Events vs. Systems

“Humans tend to read things as events rather than an outcome of a system that can be predicted.”

Thinking in Systems by Donella Meadows

When software systems are failing, we tend to evaluate the causes as either a singular event or even a series of events, and often times we miss the opportunity to understand the system dependencies that led to the event occurring.

For example, a database outage is caused by a misconfiguration or a slow-running query, and the team quickly fixes the issue. Or one of our customers has an unexpected spike in traffic, affecting the entire system and all customers. The team quickly adds capacity to the infrastructure so that it won’t happen again. And, to be clear, the first priority is to get back operational and create time and space to assess further.

However, these issues occur as the result of a series of interconnected systems, and if you don’t evaluate the entire system that put you on the path to the issue, you are setting yourself up for more failures in the future.

If we revisit the traffic spike as an example, we might find that the customer who experienced the spike is aware of the possibility of traffic spikes due to cyclical buying habits with their customers. They may not be our ideal customer, but our sales team closed the sale with no validation from a sales engineer. We planted the seeds of today’s failure back in our sales process.

When you understand that every part of your company is a system, and that all outcomes are the result of the interactions between these systems, and not a singular system, it can unlock profound understanding of why things are failing.

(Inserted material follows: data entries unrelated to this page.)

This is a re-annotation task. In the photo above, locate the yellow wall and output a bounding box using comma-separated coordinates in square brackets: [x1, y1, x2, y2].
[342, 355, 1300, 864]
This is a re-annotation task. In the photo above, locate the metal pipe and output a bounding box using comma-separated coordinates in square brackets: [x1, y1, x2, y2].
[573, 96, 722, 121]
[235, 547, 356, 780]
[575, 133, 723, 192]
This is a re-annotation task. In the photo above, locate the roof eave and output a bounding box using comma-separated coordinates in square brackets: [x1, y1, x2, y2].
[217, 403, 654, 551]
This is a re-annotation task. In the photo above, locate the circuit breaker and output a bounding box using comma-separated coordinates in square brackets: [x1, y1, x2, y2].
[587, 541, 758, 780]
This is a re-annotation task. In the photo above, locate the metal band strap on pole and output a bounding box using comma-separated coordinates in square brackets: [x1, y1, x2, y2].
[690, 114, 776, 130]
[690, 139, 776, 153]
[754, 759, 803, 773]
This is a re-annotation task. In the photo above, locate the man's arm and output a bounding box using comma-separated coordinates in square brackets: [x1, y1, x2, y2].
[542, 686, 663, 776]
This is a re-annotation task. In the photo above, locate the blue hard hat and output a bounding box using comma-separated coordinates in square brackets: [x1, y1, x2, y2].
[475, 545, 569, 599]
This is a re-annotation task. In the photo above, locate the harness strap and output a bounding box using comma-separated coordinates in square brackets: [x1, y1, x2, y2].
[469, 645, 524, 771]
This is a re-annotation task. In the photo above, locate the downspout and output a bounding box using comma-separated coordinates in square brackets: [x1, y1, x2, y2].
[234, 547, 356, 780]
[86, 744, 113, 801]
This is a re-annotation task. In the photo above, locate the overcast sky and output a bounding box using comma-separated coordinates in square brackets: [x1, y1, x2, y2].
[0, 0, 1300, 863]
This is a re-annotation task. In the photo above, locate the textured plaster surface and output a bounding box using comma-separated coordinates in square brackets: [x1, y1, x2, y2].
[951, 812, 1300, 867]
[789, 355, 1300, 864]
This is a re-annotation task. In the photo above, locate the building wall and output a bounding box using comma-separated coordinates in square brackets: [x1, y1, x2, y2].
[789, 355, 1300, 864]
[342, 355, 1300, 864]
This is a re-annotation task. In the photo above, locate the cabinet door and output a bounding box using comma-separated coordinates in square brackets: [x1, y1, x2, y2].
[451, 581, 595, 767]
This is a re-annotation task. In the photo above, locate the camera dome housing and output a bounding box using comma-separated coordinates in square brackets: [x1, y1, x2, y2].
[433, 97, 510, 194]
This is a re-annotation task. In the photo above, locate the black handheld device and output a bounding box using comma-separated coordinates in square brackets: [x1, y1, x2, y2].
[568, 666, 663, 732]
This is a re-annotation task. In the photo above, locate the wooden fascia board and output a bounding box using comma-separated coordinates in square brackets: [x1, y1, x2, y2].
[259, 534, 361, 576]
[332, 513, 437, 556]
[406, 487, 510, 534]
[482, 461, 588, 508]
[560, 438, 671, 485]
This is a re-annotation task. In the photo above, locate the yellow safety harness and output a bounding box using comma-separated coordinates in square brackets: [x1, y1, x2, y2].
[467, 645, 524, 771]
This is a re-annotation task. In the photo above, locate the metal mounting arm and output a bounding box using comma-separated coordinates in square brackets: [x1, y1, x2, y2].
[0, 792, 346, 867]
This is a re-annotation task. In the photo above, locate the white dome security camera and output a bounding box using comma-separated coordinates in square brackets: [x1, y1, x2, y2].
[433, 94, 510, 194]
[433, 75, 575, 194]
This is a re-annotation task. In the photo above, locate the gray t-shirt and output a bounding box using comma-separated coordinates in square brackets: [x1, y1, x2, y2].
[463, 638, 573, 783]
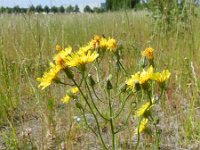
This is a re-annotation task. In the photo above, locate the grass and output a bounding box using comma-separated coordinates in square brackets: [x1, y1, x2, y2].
[0, 11, 200, 149]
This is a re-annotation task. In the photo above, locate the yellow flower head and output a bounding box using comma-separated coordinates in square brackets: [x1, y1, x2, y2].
[142, 47, 154, 59]
[61, 86, 78, 103]
[135, 102, 151, 117]
[66, 51, 99, 67]
[53, 46, 72, 68]
[126, 66, 153, 89]
[61, 95, 70, 104]
[152, 70, 171, 83]
[107, 38, 117, 51]
[37, 63, 61, 89]
[135, 118, 148, 134]
[77, 44, 92, 55]
[70, 86, 78, 94]
[139, 66, 153, 84]
[56, 45, 62, 52]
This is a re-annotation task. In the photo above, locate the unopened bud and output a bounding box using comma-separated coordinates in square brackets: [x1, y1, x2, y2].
[106, 80, 113, 90]
[120, 84, 127, 92]
[64, 68, 74, 79]
[88, 74, 95, 87]
[135, 82, 140, 91]
[76, 102, 83, 109]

  • You sell your product to the wrong customer
  • That customer demands more mods to the legal agreement
  • During implementation, the customer demands that new features be built to address a use case that you had not planned to address
  • Your engineering team gets pulled into the firefight to get the new feature
  • Planned work gets delayed
  • Your customers become frustrated with the lack of progress on these committed roadmap items and leave
  • Your sales team now has a bigger hurdle to overcome
  • And on it goes

The next time you have a failure in your business, resist the temptation to view the failure as a singular event and troubleshoot the event. Instead, take the extra time to understand what might have happened in other parts of the business that put you in the position where the event could occur. Chances are you’ll find you could’ve seen it coming.